For those who are interested, we did look into the logs and this is our
analysis so far.  We think the failure is caused by the following two things
combined, but we don't know how the first thing could happen.
* The BlockManagerMasterEndpoint in the driver has some stale block info
corresponding to the dead executor after the worker has been killed.  The
driver does appear to handle the "RemoveExecutor" message and cleans up all
related block info.  But subsequently, and intermittently, it receives some
Akka messages to re-register the dead BlockManager and re-add some of its
blocks.  As a result, upon GetLocations requests from the remaining
executor, the driver responds with some stale block info, instructing the
remaining executor to fetch blocks from the dead executor.  Please see the
driver log excerption below that shows the sequence of events described
above.  In the log, there are two executors: 1.2.3.4 was the one which got
shut down, while 5.6.7.8 is the remaining executor.  The driver also ran on
5.6.7.8.
* When the remaining executor's BlockManager issues a doGetRemote() call to
fetch the block of data, it fails because the targeted BlockManager which
resided in the dead executor is gone.  This failure results in an exception
forwarded to the caller, bypassing the mechanism in the doGetRemote()
function to trigger a re-computation of the block.  I don't know whether
that is intentional or not.

Driver log excerption that shows the driver received messages to re-register
the dead BlockManager after handling the RemoveExecutor message:

11690 15/09/02 20:35:16 [sparkDriver-akka.actor.default-dispatcher-15] DEBUG
AkkaRpcEnv$$anonfun$actorRef$lzycompute$1$1$$anon$1: [actor] handled message
(172.236378 ms)
AkkaMessage(RegisterExecutor(0,AkkaRpcEndpointRef(Actor[akka.tcp://[email protected]:36140/user/Executor#670388190]),1.2.3.4:36140,8,Map(stdout
->
http://1.2.3.4:8081/logPage/?appId=app-20150902203512-0000&executorId=0&logType=stdout,
stderr ->
http://1.2.3.4:8081/logPage/?appId=app-20150902203512-0000&executorId=0&logType=stderr)),true)
from Actor[akka.tcp://[email protected]:36140/temp/$f]
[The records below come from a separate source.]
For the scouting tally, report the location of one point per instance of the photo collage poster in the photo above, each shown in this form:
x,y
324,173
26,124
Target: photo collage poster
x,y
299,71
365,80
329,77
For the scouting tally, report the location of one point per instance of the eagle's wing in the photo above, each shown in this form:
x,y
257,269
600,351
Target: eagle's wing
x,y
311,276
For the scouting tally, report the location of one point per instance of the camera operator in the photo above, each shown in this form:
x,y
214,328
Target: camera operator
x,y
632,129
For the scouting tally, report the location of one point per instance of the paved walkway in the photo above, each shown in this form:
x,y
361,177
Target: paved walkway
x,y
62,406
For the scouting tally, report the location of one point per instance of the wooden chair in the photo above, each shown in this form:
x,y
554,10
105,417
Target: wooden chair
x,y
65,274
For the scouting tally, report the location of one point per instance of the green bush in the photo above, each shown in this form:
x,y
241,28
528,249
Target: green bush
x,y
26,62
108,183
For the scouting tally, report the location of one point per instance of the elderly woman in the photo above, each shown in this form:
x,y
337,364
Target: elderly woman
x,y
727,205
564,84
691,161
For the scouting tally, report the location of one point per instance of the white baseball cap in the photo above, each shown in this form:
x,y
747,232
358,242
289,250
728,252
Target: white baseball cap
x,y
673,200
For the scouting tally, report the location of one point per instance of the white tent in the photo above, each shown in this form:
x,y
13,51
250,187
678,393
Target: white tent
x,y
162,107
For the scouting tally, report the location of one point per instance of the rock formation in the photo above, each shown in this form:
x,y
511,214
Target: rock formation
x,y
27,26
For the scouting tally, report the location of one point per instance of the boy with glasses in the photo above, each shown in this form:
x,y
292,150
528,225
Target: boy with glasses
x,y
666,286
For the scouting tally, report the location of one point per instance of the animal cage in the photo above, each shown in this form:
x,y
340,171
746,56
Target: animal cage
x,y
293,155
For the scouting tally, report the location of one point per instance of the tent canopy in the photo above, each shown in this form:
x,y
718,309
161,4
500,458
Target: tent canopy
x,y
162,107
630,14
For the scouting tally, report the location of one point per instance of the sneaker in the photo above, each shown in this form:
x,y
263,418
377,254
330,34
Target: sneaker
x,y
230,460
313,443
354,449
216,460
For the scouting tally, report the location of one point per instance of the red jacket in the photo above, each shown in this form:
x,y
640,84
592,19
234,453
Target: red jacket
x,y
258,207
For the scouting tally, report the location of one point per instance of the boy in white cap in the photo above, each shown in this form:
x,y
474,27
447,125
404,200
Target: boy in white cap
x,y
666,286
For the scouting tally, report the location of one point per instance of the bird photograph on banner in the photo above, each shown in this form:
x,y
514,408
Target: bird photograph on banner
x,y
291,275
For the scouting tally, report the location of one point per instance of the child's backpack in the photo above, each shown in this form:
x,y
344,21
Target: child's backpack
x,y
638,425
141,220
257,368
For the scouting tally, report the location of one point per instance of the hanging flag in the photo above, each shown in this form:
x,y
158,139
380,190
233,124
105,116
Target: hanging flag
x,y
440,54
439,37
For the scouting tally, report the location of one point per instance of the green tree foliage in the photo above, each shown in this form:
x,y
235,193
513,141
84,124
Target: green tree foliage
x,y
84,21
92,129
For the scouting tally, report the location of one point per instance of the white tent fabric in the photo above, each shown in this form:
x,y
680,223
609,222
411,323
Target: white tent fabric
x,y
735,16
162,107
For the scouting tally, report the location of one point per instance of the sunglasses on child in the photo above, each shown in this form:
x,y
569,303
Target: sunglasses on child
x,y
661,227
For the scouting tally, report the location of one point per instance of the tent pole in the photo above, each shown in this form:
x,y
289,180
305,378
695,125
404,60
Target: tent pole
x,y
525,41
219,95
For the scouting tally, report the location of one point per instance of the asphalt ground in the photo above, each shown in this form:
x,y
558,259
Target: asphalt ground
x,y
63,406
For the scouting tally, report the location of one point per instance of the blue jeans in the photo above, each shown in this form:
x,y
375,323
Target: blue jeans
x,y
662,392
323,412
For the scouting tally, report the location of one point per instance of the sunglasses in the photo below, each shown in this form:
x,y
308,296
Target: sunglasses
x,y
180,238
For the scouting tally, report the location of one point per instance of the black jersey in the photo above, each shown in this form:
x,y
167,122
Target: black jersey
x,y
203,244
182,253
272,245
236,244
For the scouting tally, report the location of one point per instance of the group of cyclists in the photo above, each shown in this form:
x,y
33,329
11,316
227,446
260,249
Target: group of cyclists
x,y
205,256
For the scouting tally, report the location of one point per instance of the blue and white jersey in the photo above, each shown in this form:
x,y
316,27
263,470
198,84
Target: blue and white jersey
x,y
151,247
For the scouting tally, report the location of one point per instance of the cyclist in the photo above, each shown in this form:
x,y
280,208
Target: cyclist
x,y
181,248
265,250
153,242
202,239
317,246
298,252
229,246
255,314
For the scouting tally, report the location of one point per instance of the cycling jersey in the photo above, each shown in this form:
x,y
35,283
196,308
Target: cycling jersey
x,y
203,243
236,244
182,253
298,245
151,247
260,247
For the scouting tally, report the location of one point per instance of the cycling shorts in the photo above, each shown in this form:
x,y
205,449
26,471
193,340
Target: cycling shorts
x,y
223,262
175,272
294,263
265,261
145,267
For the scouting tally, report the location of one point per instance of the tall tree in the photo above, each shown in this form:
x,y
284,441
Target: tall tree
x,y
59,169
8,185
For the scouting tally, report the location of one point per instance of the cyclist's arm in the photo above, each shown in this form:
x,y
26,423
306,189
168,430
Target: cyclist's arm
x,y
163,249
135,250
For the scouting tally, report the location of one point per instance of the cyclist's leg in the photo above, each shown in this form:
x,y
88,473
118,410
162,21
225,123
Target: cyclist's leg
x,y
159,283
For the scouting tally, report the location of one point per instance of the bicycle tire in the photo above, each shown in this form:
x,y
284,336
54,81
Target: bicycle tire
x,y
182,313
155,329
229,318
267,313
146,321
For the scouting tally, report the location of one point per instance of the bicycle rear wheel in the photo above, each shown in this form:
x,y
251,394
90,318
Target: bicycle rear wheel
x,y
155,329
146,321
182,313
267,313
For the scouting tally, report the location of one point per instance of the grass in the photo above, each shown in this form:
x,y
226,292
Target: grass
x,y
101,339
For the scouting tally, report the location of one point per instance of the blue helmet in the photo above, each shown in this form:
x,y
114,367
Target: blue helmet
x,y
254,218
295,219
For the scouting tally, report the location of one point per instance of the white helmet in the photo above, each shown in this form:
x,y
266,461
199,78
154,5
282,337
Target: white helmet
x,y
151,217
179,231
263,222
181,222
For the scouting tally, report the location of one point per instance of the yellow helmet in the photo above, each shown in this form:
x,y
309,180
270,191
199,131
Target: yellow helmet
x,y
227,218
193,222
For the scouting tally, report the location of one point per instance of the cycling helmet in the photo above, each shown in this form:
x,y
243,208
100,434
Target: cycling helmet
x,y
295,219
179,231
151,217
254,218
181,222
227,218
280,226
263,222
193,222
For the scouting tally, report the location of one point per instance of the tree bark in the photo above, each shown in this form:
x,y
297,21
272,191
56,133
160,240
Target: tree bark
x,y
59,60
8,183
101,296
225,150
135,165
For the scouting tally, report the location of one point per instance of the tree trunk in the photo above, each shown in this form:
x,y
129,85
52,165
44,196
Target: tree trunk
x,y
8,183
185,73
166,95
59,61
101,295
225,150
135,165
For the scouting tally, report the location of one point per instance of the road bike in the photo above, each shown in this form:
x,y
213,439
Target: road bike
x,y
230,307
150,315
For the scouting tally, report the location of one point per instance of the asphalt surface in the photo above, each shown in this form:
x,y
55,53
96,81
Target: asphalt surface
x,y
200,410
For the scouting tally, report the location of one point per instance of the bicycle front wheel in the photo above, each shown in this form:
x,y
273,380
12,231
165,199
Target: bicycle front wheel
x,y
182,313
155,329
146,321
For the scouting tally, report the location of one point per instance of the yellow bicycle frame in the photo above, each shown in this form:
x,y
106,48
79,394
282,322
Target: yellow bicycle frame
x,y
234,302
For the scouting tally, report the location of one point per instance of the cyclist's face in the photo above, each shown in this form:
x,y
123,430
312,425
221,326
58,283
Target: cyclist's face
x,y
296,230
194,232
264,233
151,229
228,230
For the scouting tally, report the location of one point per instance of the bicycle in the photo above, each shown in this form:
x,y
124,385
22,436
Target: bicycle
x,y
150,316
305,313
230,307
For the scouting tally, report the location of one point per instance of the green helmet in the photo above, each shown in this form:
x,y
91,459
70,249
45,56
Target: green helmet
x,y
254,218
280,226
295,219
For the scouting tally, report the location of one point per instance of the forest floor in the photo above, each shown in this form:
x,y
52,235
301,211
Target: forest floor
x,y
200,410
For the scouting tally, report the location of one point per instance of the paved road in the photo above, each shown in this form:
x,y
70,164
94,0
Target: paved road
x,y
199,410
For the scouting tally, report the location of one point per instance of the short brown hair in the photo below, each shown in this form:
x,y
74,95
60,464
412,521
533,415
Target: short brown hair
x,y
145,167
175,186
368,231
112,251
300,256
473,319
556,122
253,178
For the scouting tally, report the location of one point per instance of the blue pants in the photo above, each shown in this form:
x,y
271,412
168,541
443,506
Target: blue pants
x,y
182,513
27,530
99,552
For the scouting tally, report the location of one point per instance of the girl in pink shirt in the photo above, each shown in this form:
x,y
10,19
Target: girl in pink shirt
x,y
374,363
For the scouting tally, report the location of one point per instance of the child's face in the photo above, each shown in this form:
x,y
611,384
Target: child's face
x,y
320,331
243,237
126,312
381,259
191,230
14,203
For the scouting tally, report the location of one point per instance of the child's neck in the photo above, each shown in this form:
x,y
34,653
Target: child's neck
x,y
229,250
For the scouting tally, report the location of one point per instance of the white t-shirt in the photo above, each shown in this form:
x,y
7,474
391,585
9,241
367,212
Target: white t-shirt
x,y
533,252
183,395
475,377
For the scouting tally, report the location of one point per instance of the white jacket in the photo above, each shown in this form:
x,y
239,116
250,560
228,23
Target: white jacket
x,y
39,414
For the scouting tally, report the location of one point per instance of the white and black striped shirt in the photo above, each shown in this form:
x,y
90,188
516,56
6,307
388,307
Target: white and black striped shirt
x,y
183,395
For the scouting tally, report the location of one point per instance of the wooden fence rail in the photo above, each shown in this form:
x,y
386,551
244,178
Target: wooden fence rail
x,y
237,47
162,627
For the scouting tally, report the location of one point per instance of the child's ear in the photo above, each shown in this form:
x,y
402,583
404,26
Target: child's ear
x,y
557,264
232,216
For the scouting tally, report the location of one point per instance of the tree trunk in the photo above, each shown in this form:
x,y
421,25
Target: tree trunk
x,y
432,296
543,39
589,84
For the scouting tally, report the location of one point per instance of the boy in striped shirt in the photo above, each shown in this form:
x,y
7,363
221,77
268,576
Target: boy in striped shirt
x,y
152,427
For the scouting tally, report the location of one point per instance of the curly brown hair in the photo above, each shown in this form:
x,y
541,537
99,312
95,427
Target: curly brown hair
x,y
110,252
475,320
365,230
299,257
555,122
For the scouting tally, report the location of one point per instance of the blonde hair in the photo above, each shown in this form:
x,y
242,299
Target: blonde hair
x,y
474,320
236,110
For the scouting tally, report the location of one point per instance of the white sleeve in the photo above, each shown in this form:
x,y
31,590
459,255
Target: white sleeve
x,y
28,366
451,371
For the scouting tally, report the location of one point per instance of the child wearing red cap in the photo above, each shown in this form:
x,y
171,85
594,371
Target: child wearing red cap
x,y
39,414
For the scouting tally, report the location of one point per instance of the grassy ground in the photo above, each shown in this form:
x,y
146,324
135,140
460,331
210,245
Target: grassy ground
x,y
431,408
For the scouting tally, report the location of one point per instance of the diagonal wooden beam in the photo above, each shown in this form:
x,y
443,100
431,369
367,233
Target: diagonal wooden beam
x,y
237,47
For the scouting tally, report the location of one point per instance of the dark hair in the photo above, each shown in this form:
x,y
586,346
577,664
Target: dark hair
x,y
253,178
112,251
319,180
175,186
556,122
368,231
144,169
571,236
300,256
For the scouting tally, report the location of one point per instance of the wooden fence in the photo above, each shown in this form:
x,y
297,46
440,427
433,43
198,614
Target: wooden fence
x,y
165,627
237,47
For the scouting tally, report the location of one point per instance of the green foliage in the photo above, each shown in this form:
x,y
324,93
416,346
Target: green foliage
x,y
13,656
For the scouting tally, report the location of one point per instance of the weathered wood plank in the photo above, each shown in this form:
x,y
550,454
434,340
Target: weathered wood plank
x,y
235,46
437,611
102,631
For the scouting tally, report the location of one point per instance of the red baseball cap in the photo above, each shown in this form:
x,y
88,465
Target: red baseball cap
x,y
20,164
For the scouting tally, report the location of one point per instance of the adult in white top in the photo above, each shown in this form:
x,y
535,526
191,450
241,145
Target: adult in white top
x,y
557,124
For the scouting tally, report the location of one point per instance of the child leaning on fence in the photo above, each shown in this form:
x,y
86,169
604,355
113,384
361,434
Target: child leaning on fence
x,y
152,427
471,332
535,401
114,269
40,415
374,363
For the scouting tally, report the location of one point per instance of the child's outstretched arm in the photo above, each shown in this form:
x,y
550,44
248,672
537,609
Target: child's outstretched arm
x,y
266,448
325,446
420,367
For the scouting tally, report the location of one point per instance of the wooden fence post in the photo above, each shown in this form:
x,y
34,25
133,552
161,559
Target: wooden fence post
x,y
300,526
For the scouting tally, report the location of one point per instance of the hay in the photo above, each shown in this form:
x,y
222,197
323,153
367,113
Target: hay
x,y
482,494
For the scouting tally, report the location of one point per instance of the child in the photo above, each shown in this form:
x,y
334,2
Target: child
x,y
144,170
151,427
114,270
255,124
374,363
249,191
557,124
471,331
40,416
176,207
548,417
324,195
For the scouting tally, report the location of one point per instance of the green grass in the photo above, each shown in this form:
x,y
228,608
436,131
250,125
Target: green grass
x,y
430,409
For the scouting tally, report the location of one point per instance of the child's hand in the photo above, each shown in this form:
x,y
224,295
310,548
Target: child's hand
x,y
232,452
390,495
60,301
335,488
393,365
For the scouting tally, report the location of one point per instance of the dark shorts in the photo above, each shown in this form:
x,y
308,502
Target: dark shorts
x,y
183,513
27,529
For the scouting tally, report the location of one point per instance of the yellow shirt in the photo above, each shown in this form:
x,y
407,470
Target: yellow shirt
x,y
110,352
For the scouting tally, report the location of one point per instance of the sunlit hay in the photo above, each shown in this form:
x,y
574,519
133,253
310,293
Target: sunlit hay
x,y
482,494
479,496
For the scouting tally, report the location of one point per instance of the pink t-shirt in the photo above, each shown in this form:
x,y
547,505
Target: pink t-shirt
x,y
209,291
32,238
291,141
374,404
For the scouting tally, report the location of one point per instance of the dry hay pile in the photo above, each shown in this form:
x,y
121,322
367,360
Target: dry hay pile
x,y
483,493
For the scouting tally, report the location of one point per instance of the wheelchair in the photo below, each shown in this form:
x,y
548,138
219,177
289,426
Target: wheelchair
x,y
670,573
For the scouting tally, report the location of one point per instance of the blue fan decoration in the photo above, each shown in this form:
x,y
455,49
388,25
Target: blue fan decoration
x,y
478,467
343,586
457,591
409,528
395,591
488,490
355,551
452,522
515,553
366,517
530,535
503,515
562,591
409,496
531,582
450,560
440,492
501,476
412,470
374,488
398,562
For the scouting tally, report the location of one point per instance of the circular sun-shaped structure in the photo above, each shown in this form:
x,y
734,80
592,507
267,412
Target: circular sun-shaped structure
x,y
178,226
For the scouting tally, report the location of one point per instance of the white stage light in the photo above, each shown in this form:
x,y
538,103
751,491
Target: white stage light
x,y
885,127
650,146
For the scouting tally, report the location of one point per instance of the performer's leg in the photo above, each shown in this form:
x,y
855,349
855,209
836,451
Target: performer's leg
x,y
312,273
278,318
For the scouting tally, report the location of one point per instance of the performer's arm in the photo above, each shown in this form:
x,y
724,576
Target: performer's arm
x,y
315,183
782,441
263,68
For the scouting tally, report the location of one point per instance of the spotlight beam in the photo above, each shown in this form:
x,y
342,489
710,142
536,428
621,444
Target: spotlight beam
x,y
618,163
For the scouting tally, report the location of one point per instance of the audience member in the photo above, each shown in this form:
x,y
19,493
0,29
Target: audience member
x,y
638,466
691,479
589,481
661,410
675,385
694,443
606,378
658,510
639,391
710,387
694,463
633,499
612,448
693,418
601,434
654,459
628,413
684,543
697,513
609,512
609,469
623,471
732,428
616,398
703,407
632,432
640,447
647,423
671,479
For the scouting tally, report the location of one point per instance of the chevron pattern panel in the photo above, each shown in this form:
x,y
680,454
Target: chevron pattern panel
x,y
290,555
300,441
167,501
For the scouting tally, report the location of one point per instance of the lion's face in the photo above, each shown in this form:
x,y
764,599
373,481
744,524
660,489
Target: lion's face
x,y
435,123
11717 15/09/02 20:35:16 [sparkDriver-akka.actor.default-dispatcher-15] DEBUG
AkkaRpcEnv$$anonfun$actorRef$lzycompute$1$1$$anon$1: [actor] received
message AkkaMessage(RegisterBlockManager(BlockManagerId(0, 1.2.3.4,
52615),6667936727,AkkaRpcEndpointRef(Actor[akka.tcp://[email protected]:36140/user/BlockManagerEndpoint1#-216777735])),true)
from Actor[akka.tcp://[email protected]:36140/temp/$g]

11717 15/09/02 20:35:16 [sparkDriver-akka.actor.default-dispatcher-15] DEBUG
AkkaRpcEnv$$anonfun$actorRef$lzycompute$1$1$$anon$1: Received RPC message:
AkkaMessage(RegisterBlockManager(BlockManagerId(0, 1.2.3.4,
52615),6667936727,AkkaRpcEndpointRef(Actor[akka.tcp://[email protected]:36140/user/BlockManagerEndpoint1#-216777735])),true)

11718 15/09/02 20:35:16 [sparkDriver-akka.actor.default-dispatcher-15] INFO
BlockManagerMasterEndpoint: Registering block manager 1.2.3.4:52615 with 6.2
GB RAM, BlockManagerId(0, 1.2.3.4, 52615)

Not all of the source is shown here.